Laporan Rima Gusriana Harahap, Surabaya
=====================================
Semua tergambar lewat video singkat yang diputar sebagai pembuka acara bedah buku Media dan Kekuasaan: Televisi di Hari-Hari Terakhir Presiden Soeharto di Semanggi Room, Graha Pena Jawa Pos,kemarin (27/8).
”Baru kali ini saya bedah buku, yang datang dikasih gratis. Biasanya beli,” canda Ishadi disambut gelak tawa hadirin. Bersama Jawa Pos,komisaris Trans Media itu melangsungkan bedah buku untuk kali ke-9 dalam lima bulan terakhir. Sebelumnya dia ke Jakarta, Semarang, dan Palembang sambil menyambangi beberapa universitas dan forum diskusi.
Bedah bukunya kali ini, dituturkan Ishadi, ibarat pulang ke rumah sendiri. Atmosfer kewartawanan begitu kentara.
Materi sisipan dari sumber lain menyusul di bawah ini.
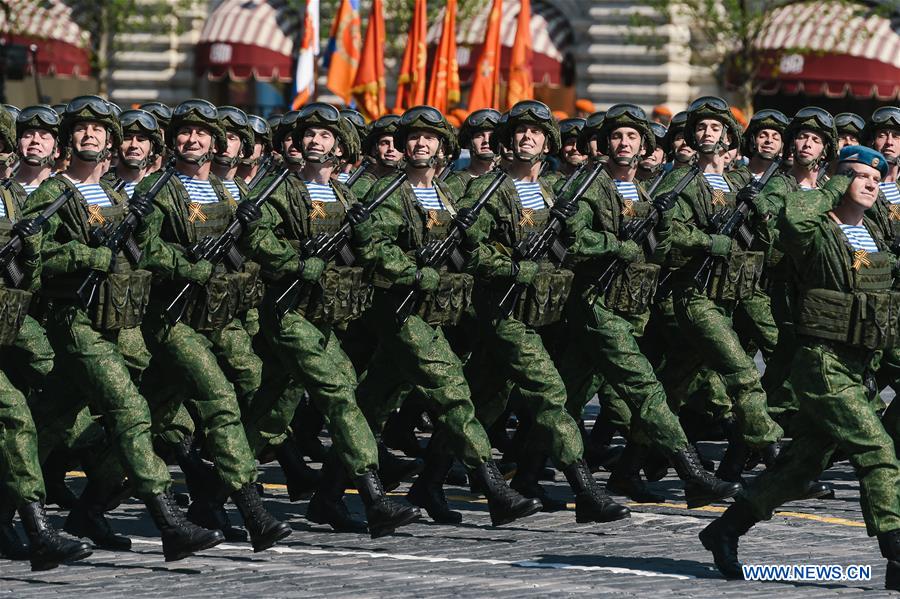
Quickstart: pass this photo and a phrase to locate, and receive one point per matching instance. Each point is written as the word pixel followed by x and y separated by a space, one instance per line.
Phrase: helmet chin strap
pixel 198 160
Didampingi Wakil Gubernur Jawa Timur Saifullah Yusuf, redaktur buku Jawa Pos Tatang Mahardika, berikut kolumnis Ruang Putih Jawa Pos A.S. Laksana, Ishadi memaparkan berbagai cerita di balik suka duka dunia newsroom,terutama di masa-masa akhir kekuasaan Soeharto.
Buku yang merupakan adaptasi populer dari disertasinya 12 tahun silam itu serupa kliping sejarah yang mengejewantahkan kembali peristiwa-peristiwa heroik di balik meja redaksi dan bagaimana media –khususnya televisi– bisa begitu berperan dalam mencetak jejak baru perjalanan suatu bangsa. ”Siapa menguasai media, menguasai dunia,” tutur Ishadi mengutip pernyataan John Naisbitt, public speaker asal AS.
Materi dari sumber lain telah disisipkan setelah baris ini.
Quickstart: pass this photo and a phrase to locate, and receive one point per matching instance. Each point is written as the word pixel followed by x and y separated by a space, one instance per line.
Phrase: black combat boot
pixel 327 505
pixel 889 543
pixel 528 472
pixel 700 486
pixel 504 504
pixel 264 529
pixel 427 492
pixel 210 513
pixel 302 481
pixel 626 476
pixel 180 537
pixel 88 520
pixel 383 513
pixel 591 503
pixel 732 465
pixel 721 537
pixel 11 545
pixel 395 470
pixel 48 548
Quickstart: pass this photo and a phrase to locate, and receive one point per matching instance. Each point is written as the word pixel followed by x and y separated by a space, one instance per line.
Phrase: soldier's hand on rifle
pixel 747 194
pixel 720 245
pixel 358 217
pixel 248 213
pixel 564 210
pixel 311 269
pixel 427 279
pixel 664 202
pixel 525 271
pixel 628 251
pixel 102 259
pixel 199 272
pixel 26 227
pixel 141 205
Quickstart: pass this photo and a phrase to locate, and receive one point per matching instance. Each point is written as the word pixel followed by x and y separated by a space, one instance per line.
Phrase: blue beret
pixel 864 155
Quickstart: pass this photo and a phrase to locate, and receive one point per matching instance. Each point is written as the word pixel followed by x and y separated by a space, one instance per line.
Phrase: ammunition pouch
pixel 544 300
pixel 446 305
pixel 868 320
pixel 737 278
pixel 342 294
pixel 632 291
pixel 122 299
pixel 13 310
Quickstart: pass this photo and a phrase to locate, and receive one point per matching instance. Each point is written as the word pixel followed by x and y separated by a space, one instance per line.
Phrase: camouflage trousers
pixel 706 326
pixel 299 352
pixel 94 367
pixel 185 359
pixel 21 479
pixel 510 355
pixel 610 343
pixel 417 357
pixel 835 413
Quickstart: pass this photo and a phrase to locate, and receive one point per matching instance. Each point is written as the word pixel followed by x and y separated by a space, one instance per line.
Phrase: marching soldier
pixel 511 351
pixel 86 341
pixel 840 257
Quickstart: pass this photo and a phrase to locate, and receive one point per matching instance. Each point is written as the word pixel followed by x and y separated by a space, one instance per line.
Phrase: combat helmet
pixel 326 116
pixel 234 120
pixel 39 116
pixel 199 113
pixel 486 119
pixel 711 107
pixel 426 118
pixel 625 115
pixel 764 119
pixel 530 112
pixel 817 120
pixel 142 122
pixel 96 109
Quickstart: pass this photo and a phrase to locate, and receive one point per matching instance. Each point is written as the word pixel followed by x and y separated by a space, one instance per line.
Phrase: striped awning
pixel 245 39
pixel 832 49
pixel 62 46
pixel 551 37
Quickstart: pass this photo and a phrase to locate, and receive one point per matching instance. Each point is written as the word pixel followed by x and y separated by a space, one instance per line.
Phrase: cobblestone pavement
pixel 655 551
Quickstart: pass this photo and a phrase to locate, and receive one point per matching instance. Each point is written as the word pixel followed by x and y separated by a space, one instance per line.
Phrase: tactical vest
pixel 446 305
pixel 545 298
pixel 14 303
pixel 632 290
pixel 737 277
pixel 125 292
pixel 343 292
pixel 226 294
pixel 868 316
Peran media, ungkap dia, menjadi amat penting dalam mengawal proses perkembangan suatu bangsa. Indonesia tengah berada dalam era transisi, yakni saat sumber daya manusia dan kekayaan alam melesat maju dan saling melengkapi. Optimisme itulah yang senantiasa harus dijaga. Caranya, dengan tindak tanduk media dalam menyajikan tayangan-tayangan yang mencerdaskan.
Dua sisi media yang kini dinikmati diharapkan senantiasa berimbang. Dua hal itu, yakni kebebasan dan tanggung jawab, sempat berjalan timpang di era Orde Baru. Saat itu belenggu kekuasaan dirasakan betul dalam kontrol segmen pemberitaan.